Araştırma ayrıca son adaylık sürecinin İstanbul’un altyapı ve ulaşım yatırımlarında hızlandırıcı bir etkiye sahip olduğunu ortaya çıkardı. Adaylıkta İstanbul’un elini kuvvetlendirmek için, o dönemde ev sahibi olunan spor etkinlikleri farklı şehirlerde çeşitli olumlu etkiler yaratırken, toplumun spor kapasitesinin artmasını da sağladı. 2010-2013 yılları arasında Türkiye’nin uluslararası prestijine ve itibarına katkı sağlayan adaylığın turizm gelirlerinin artmasına da katkıda bulunduğu belirlendi.
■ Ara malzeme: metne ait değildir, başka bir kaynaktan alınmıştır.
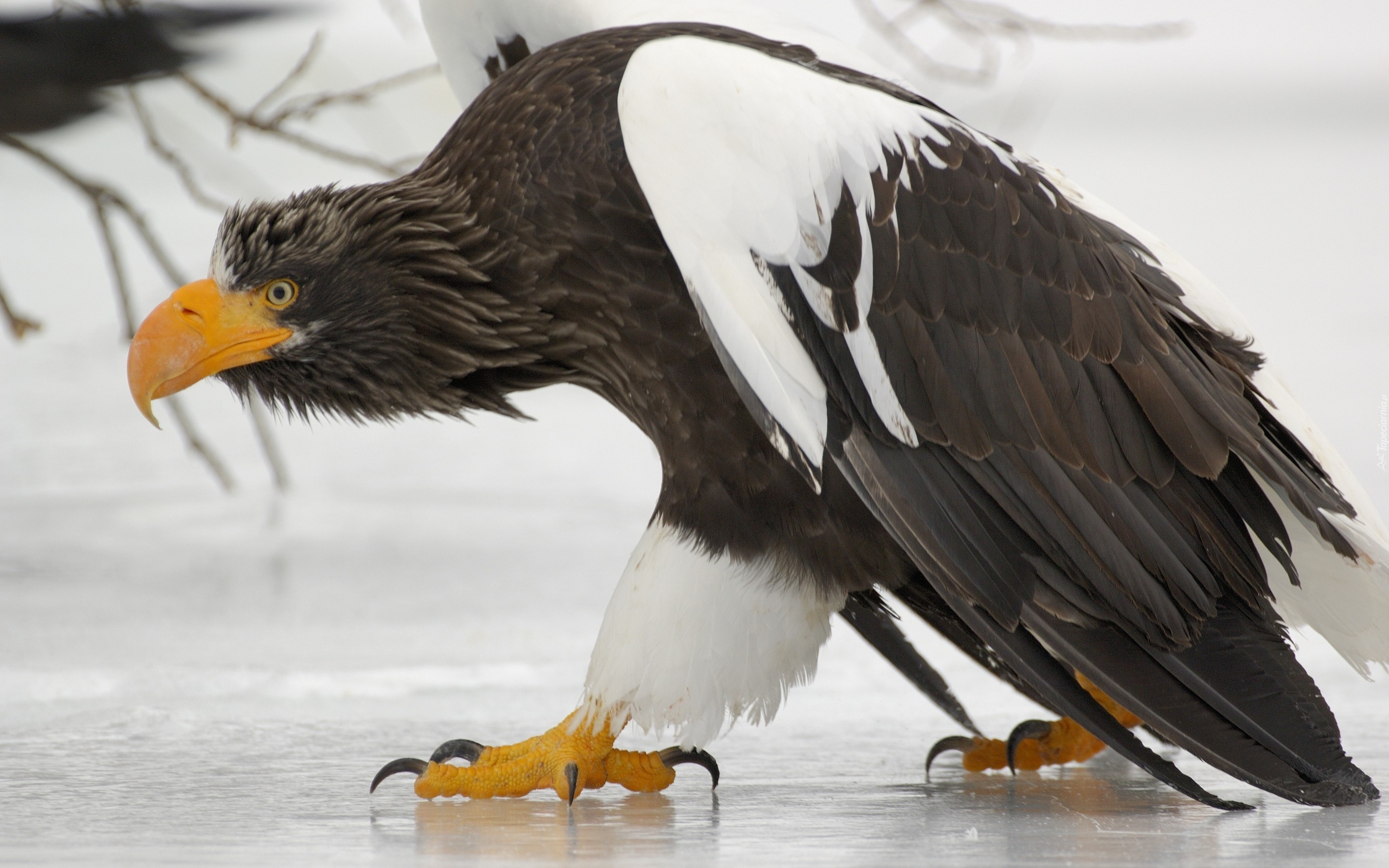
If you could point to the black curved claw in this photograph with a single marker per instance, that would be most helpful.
(395, 767)
(960, 744)
(1027, 730)
(676, 756)
(464, 749)
(572, 774)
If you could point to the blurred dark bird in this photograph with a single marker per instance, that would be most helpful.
(874, 348)
(53, 67)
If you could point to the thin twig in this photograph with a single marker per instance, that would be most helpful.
(103, 198)
(109, 196)
(984, 24)
(239, 119)
(20, 326)
(306, 108)
(171, 157)
(261, 422)
(298, 70)
(198, 446)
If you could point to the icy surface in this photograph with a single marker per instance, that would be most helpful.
(196, 678)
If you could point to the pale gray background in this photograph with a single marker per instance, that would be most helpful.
(190, 677)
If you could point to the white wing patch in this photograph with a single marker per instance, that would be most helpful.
(466, 32)
(744, 160)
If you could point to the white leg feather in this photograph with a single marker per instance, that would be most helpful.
(691, 641)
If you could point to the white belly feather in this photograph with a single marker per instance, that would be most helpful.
(692, 641)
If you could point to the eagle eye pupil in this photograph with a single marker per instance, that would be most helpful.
(280, 294)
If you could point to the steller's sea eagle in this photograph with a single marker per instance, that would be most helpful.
(874, 348)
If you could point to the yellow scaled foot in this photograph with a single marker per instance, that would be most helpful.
(570, 759)
(1034, 744)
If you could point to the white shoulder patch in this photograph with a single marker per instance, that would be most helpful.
(744, 160)
(691, 641)
(466, 32)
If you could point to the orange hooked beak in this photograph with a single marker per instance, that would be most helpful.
(195, 334)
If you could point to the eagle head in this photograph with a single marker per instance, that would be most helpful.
(363, 303)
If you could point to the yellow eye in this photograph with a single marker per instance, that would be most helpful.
(280, 294)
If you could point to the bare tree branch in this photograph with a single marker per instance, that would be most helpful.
(984, 26)
(306, 108)
(171, 157)
(261, 421)
(241, 119)
(296, 71)
(102, 199)
(20, 326)
(198, 446)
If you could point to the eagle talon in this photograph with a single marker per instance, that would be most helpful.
(676, 756)
(1027, 730)
(462, 749)
(395, 767)
(572, 777)
(962, 744)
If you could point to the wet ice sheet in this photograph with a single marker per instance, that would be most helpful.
(184, 684)
(188, 678)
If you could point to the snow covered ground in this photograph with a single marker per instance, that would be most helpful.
(191, 677)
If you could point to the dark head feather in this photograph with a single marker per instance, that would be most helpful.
(398, 312)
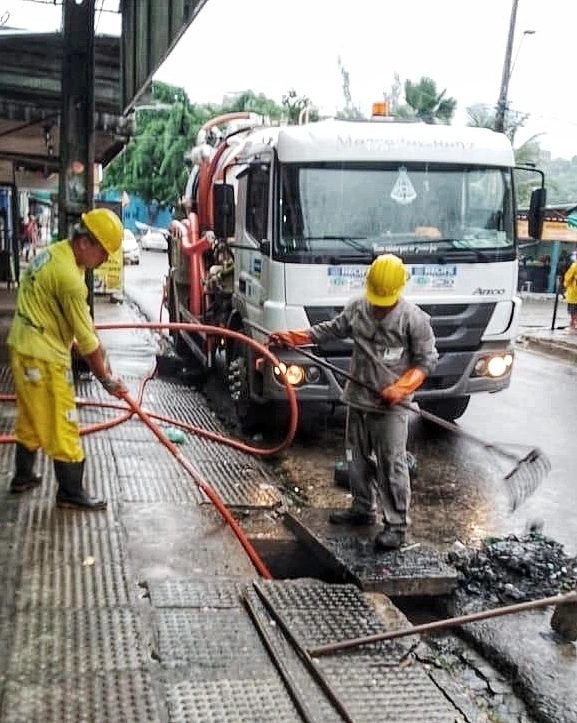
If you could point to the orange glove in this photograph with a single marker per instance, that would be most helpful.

Adaylık devletin farklı birimlerinin, özel sektörün ve sivil toplum kuruluşlarının bir arada, ortak amaçlar uğrunda çalışmalarını sağladı. Türk yöneticilerin uluslararası spor arenasında daha etkin roller almalarına katkıda bulunan ilişkiler kurmasına katkı sağlayan sürecin belki en önemli etkilerinden biri de ülkemizin sporda dopingle mücadelede tamamen yeni bir anlayışa ve yapıya kavuşması oldu.
Öte yandan spor özelindeki çıktılara bakıldığında, belirlenmiş tesisleşme hedeflerinin gerçekleştirilememesi, elit sporda hedeflenen başarıların sağlanamaması ve oyunlara ev sahibi olunamamasının toplum nezdinde yarattığı hayal kırıklığı olumsuz durumlar olarak tespit edildi.